Discussion in 'Good Eats' started by TigerBait3, Dec 14, 2007.
Discuss. Non beef items included.
I had an aged filet from Shulas last year that I believe cannot be touched. Salad was pretty damn good too!
Tried a flat iron several months ago and that is what I have bought ever since. Really tasty, easy to cook well. Yep, that just about makes me happy....., add those five favorite beers and we have bliss.
T-Bone or Sirloin grilled...Mmmmmmmmm
I've never been to any of the really nice places, Outback is great for me.
Give me a ribeye any day. The popular cuts like a filet or ny strip are too lean, resulting in little flavor. They may melt in your mouth, but if it has little taste, what's the point?
1" ribeye cut seasoned with salt, pepper and garlic powder grilled to medium rare at home is the only way to go for me.
I hate to agree with TigerWins, but I like a good ribeye the best also. Salt that puppy up, add some cayenne pepper (not too much) and broil it on my gas grill, on HIGH for 10-15 minutes on each side, depending on thickness, about medium. Good stuff!
I thought gas grills were against the law in Texas? Something about...oh thats right, it aint grilling when you use gas!
I kid. :grin:
I like them all, but especially ribeyes. Not sure about the broiling method. I like my grill at 900 (which is extremely hard to get) about 2 minutes on each side.
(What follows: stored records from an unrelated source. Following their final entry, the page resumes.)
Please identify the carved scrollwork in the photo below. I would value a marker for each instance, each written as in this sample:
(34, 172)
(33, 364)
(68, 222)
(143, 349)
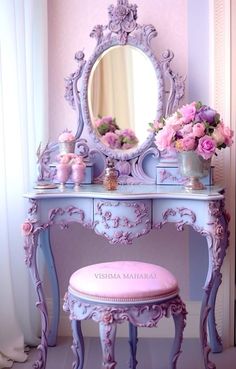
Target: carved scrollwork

And close the vents for a minute or two, medium rare.
I am with you TB3. I never met a steak I didn't like.
I haven't had a ribeye in quite some time. I certainly need to revisit that. I typically like to eat a NY Stip or a T-Bone. I'll go with the strip if I don't feel like fooling with a bone.
One of my fondest steak memories was at Ruth's Chris for my dad's retirment dinner. I didn't know if I wanted a NY Stip or a Filet. I told the waitress to just combine them and bring me the Porterhouse. I wasn't paying.